How Does Spearmint Oil Work?
- Inhalation – Compared to peppermint oil, spearmint oil is milder and can be used on children. Two drops can help treat respiratory problems and stress.
- Added to bath water – Add two to three drops to your bath water to help relieve fatigue, fever, and muscle pain.
- Massage oil – By mixing spearmint oil with carrier oils like almond oil or evening primrose oil, it can be applied to ease body pains, menstrual pain, and muscle spasms.
- Topical application – Add a few drops of this oil to your skincare products and it may help treat itching, athlete's food, dermatitis, insect bites, and other skin conditions.

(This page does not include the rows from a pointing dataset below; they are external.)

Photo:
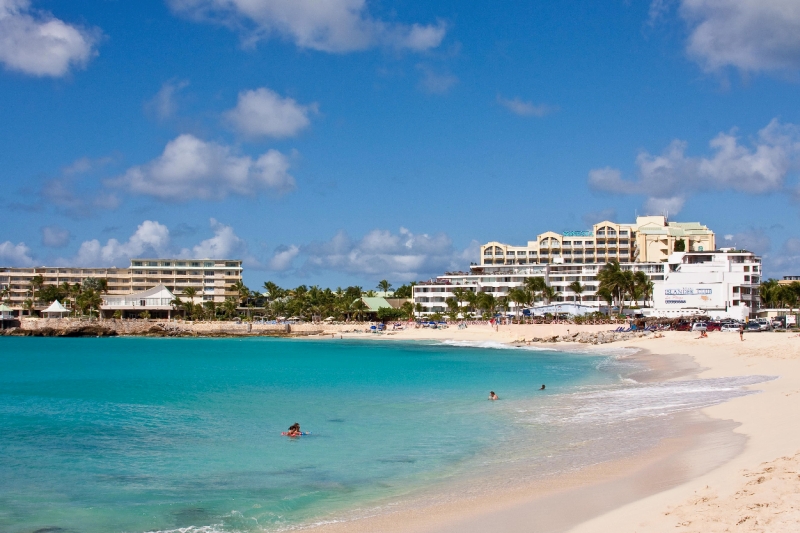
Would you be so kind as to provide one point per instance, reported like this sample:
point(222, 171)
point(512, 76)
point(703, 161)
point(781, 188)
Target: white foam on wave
point(632, 400)
point(492, 345)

- Taken internally – Ingesting spearmint oil can help treat digestive problems. However, this should never be done without the aid of a professional aromatherapist.
Is Spearmint Oil Safe?
Like other essential oils, using spearmint undiluted can cause skin sensitivities. It should first be blended with carrier oils like olive oil, almond oil, and coconut oil. Using it topically without any carrier oil may cause skin irritations, burning, and even photosensitivity. To determine if you have sensitivity to any of these herbal oils, apply a drop to a small area of your skin and observe if there are any adverse effects. If you have sensitive skin, it is wise to avoid using essential oils altogether, or to consult a professional before use.
Despite the potential for skin irritation, spearmint oil can be used to effectively stimulate the mucous membranes found in the digestive, respiratory, and urinary tracts. Spearmint oil has a "Generally Recognized as Safe (GRAS)" for ingestion rating from the U.S. Food and Drug Administration (FDA).19 However, it should not be ingested without the presence of an experienced aromatherapy practitioner.
Pregnant women should avoid using spearmint oil, as it promotes the secretion of estrogen and potentially increase the possibility of miscarriage.20 It is gentler than peppermint oil and can be used on children for their benefits on digestive health,21 I but I recommend consulting your physician or an experienced aromatherapist prior to using spearmint oil.
Side Effects of Spearmint Oil
Overexposure to herbal oils due to inhalation can induce headaches, skin irritations, nausea, lightheadedness, and even emotional problems.22
The advice of a professional should be sought prior to using spearmint oil or any herbal oil.